On land, the concept would never work. This is because when more wind turbines are added to a farm, the combined drag from the turning blades limits the amount of energy that can be obtained. As a result of this effect, electricity generation for large wind farms on land is limited to about 1.5 watts per square meter. In the North Atlantic, however, the limit would be much higher — more than six watts per square meter.
The Independent reports that this is possible because more heat pours into the atmosphere above the North Atlantic Ocean. As a result, the problem of “turbine drag” is essentially overcome. Said Possner, “We found that giant ocean-based wind farms are able to tap into the energy of the winds throughout much of the atmosphere whereas wind farms onshore remain constrained by the near-surface wind resources.”

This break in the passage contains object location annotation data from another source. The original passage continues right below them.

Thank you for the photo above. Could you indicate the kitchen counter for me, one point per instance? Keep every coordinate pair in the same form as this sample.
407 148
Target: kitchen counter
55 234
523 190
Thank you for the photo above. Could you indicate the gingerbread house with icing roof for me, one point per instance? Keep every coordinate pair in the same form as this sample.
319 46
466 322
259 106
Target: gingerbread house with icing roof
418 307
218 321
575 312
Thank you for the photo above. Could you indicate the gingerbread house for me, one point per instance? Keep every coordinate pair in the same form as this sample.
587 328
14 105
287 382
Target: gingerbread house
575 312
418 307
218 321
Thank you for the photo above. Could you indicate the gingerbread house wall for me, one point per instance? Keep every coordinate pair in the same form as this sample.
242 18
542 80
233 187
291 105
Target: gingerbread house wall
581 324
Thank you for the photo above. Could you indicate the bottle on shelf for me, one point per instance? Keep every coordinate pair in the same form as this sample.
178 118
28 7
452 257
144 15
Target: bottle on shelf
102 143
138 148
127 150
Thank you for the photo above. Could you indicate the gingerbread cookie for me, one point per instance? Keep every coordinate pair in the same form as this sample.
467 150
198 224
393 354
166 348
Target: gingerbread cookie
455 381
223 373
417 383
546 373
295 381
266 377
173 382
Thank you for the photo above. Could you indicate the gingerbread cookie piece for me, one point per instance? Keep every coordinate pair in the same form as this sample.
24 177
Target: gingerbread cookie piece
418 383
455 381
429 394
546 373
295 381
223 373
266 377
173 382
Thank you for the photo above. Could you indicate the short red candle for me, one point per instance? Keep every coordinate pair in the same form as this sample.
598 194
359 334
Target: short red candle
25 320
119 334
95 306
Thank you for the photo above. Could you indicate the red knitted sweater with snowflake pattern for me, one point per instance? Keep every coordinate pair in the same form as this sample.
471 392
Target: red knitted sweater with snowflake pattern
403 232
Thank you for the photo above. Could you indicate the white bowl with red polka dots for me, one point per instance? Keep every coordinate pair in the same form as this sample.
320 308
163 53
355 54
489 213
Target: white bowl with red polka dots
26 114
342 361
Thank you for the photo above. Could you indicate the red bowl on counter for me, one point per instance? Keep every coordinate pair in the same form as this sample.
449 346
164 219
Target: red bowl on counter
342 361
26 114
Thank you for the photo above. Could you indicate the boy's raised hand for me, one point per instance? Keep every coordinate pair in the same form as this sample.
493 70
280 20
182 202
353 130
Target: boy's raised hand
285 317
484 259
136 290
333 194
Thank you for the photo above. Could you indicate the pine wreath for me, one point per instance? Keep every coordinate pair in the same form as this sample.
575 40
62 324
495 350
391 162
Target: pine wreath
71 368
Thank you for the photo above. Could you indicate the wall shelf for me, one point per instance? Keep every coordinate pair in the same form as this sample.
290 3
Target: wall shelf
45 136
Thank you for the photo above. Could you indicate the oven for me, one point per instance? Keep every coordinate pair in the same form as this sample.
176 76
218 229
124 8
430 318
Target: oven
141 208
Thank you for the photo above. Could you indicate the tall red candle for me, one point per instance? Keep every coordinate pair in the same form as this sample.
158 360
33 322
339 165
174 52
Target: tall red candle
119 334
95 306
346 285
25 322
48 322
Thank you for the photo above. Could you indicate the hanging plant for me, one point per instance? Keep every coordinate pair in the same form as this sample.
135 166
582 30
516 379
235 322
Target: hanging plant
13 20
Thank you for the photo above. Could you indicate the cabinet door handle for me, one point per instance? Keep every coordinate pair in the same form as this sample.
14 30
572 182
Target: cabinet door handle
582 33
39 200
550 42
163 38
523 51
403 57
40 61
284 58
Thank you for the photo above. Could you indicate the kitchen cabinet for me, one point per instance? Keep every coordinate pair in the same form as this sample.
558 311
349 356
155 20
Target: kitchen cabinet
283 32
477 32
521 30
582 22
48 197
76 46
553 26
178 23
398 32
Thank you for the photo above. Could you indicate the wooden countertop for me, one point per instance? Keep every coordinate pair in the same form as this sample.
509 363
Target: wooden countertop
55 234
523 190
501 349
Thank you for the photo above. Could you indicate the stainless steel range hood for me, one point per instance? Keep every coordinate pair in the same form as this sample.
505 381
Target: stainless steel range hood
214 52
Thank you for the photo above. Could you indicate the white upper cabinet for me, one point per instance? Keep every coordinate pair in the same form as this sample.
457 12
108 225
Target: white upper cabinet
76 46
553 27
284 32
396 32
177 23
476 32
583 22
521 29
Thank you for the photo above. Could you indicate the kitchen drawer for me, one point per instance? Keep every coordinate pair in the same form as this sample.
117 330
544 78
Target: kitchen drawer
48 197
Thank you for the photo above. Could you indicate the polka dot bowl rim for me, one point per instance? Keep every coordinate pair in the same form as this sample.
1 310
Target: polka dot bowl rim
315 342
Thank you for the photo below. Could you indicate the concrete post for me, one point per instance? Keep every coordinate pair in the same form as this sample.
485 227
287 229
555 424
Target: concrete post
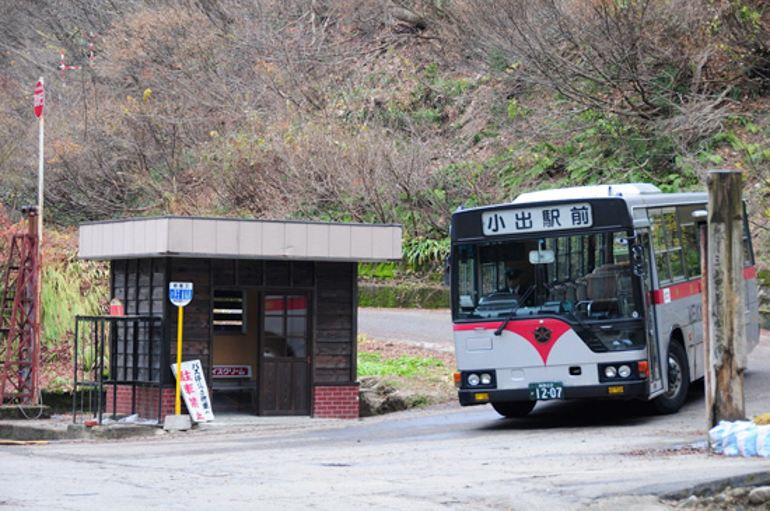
725 327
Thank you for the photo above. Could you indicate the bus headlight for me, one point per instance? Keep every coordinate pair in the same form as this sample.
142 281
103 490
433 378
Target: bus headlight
623 371
483 379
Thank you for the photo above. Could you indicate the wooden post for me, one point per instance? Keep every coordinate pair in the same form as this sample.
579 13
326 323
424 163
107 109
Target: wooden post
725 328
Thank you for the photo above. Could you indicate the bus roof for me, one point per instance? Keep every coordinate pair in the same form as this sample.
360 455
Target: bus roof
584 192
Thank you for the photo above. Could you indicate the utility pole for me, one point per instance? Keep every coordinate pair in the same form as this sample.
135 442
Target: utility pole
725 328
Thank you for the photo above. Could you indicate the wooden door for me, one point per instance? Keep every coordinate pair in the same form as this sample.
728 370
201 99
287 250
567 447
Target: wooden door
285 355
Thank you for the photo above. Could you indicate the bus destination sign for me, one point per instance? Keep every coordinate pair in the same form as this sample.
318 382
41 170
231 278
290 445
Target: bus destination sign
537 219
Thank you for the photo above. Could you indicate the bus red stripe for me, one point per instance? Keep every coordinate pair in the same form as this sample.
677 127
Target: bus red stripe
694 287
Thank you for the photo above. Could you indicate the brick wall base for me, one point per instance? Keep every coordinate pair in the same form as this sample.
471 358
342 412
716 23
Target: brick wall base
146 401
336 402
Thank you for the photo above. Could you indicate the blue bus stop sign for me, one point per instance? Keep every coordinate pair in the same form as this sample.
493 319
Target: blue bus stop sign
180 293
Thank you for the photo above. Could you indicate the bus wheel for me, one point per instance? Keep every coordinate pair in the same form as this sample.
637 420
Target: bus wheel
678 381
514 409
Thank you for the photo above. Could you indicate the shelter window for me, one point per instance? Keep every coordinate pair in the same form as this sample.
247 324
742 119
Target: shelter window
229 312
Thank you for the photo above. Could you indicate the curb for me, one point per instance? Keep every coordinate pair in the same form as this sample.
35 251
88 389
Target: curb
32 432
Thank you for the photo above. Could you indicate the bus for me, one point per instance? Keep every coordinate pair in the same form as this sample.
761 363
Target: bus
589 292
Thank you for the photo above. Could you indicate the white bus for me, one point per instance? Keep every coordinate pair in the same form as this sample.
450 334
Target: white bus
585 292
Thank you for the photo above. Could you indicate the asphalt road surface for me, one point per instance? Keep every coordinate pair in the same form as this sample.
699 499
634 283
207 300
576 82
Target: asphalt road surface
566 455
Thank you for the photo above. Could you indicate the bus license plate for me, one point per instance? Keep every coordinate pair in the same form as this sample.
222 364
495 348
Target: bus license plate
546 391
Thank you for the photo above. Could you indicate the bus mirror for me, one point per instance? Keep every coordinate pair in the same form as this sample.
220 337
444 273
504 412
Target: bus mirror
541 257
637 255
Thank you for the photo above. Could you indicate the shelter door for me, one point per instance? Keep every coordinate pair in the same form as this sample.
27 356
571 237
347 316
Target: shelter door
285 355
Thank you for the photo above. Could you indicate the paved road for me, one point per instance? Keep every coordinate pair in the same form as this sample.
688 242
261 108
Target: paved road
570 455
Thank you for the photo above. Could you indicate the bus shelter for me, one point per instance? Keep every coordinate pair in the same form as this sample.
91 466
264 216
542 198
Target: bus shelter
273 316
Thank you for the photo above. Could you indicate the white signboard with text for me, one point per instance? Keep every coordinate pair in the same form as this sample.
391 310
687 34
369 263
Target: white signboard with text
194 390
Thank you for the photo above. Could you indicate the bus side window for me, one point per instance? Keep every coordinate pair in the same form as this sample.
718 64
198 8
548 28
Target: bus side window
691 250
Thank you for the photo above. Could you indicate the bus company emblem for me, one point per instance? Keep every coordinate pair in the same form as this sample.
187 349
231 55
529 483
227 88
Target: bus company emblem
542 335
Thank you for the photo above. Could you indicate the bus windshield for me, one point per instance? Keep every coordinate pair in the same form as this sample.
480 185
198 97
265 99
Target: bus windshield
583 277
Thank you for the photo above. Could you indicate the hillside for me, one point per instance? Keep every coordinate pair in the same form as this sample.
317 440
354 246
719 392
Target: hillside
387 111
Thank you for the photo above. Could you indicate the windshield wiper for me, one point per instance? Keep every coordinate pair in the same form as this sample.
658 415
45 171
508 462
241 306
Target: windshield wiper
519 303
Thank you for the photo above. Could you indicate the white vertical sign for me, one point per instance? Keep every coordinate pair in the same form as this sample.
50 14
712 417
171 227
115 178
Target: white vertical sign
194 390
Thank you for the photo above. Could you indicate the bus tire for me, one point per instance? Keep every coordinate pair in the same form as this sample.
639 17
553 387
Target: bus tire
678 381
514 409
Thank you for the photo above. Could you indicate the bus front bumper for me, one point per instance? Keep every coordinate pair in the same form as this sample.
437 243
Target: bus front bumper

During the summer, the output from the vast North Atlantic wind farm would drop to one-fifth of the annual average. Despite this, enough energy would still be generated to meet the electricity demands of all countries in the European Union. The scientists added that a deep sea wind farm would have to operate in “remote and harsh conditions,” where waves heights often reach more than 3 meters. If these hurdles were overcome, political and economic challenges would need to be tackled next.
Philippines Beach Plastic Audit
1.88 million metric tons of mismanaged plastic litters the Philippines every year. Greenpeace Philippines and the #breakfreefromplastic group decided to clean up some of that junk at Freedom Island – and they’re calling out the businesses most responsible for the pollution. Nestlé topped the list, followed by Unilever and Indonesian company PT Torabika Mayora.
The Philippines is the third worst polluter of Earth’s oceans, according to Greenpeace. They spent a week cleaning up the beach and performing an audit, which they said was the first one of its kind in the Philippines. There, the organizations picked up 54,260 pieces of trash. They found single-use items like plastic straws and bags, and trash like footwear and styrofoam.
Most of the garbage included sachets, small plastic parcels used largely in developing countries allowing people with low-incomes to buy quality products. But the single-use sachets typically make their way into landfills and the ocean instead of being recycled.
In order, these are the companies most responsible for plastic pollution at Freedom Island according to Greenpeace: Nestlé, Unilever, PT Torabika Mayora, Universal Robina Corporation, Procter & Gamble, Nutri-Asia, Monde Nissin, Zesto, Colgate Palmolive, and Liwayway.
Greenpeace called for companies to rethink packaging and delivery practices. Greenpeace Philippines campaigner Abigail Aguilar said in a statement, “They could for instance practice extended producer responsibility where companies substitute non-reusable and non-recyclable products with new systems, such as refillables – prevention instead of end-of-pipe waste management. Citizens are burdened with the social and environmental impacts of plastic waste, rather than those that are responsible.”
China is the worst ocean polluter. Greenpeace cited a study which found Indonesia, Thailand, Malaysia, and Vietnam join China and the Philippines in the top 10 countries with the most poorly managed plastic trash. All that garbage is costing them; the Asia-Pacific Economic Cooperation estimated in the Association of Southeast Asian Nations region, the cost to fishing, shipping, and tourism industries was $1.2 billion.